The SDL_UpdateTexture takes several branches depending on what stage of update it is in, so I’m not 100% sure: It looks like SDL_UpdateTexture utilizes SDL_UnlockTexture and SDL_LockTexture further down the line. It surprises me that it might be faster.

I think the shear size that you are requesting to be updated is what slows down the Lock/Unlock version.

I would argue that the biggest speed up that you could do right now is to set the rectangle argument (in either function) to be the size of the screen rather than the entire 4096x4096 area.

4096x4096x3 is about 50 Megabytes. That means your program is likely accessing the RAM sticks many times per update rather than potentially using the CPU’s cache, drastically changing texture rendering time. 1920x1080x3 is only about 6 Megabytes by comparison.

Thank you!
To clarify, I’m not unhappy with the performance, but I’m trying to see if I can squeeze out a little more (I’m also working on a version with multithreaded game state updates). Besides that, I’m writing SDL3 wrappers in the background of this project for future use and would like to gain a better understanding of when to use SDL_LockTexture in general.
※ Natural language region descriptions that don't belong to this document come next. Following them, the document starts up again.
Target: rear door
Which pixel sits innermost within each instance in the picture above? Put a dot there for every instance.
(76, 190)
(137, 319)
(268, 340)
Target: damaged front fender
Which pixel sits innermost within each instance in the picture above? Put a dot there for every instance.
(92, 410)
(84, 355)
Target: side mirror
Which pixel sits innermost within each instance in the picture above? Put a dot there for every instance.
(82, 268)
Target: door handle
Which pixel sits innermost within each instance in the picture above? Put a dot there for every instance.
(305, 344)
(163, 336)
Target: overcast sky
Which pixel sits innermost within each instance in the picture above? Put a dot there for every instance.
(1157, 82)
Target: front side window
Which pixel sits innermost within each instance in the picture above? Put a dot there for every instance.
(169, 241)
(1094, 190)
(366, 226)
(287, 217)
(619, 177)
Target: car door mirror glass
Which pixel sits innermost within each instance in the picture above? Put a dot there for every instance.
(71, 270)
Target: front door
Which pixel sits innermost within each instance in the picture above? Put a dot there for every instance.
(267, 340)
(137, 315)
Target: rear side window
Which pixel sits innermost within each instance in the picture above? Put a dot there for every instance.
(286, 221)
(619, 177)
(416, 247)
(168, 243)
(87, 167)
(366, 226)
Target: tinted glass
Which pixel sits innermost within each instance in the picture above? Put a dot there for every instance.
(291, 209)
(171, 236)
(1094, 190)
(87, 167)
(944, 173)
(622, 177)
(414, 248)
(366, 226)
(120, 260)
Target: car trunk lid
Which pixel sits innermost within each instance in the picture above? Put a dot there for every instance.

Most of the information I found online about that function is more than 10 years old, and I’m not sure if it is still relevant.

My game of life implementation relies on texture scaling. The texture is a 1:1 mapping of the game, and it is up/down scaled to the window size. I think this is more performant than writing my own Cpu bound up/down scaler, though it prevents me from reducing the texture size. If i could use a smaller pixel format with low conversion overhead, that might be beneficial (something other than ARGB8888).

The benchmark results at 4k resolution and with a random initial configuration on my 2017, 2.3GHz Intel Core i5, 8Gb Memory, MacBook Pro:

texture update with SDL_UpdateTexture:                     ~13.5ms

texture update with SDL_LockTexture/SDL_UnlockTexture:   
	SDL_LockTexture: 		                               ~0.002ms
	memcpy:              			                       ~8.12ms
	SDL_UnlockTexture: 		                               ~12.38ms

The code for the lock/unlock benchmark:

// Inside conwayApp::render(), replacing:
// gameTexture.update((pixelData + zoomIndexOffset.y * pixelPitch/4), pixelPitch, &zoomedUpdateClip);
SDL_Rect zoomedUpdateClip = {0, zoomIndexOffset.y, pixelPitch/4, zoomedSize};
void* pixels;
int pitch;
textureUpdateTimer.start();
gameTexture.lock(&zoomedUpdateClip, &pixels, &pitch);
memcpy(pixels, (void*)((Uint32*)pixelData + zoomIndexOffset.y*pixelPitch/4), zoomedSize * pixelPitch);
gameTexture.unlock();
textureUpdateTimer.stop();


// Method definitions from texture.h:
int lock(const SDL_Rect* rect, void** pixels, int* pitch) {
    return SDL_LockTexture(m_texture, rect, pixels, pitch);
}
void unlock() {
    SDL_UnlockTexture(m_texture);
}

This is irrelevant to your question, but I thought I’d mention that it is easy to write a traditional Game of Life simulation in shader code, running on the GPU itself. This will hugely outperform anything that involves CPU computation and textures. Here’s an example.

1 Like

Thanks! I’m aware of that. I might also write a Gpu-bound version at some point. The aim of this project is specifically to explore a few Cpu optimizations and write SDL3 wrappers for future emulator projects. These projects will also use Cpu rendering, or at least start out that way. This is kind of a testing ground for that.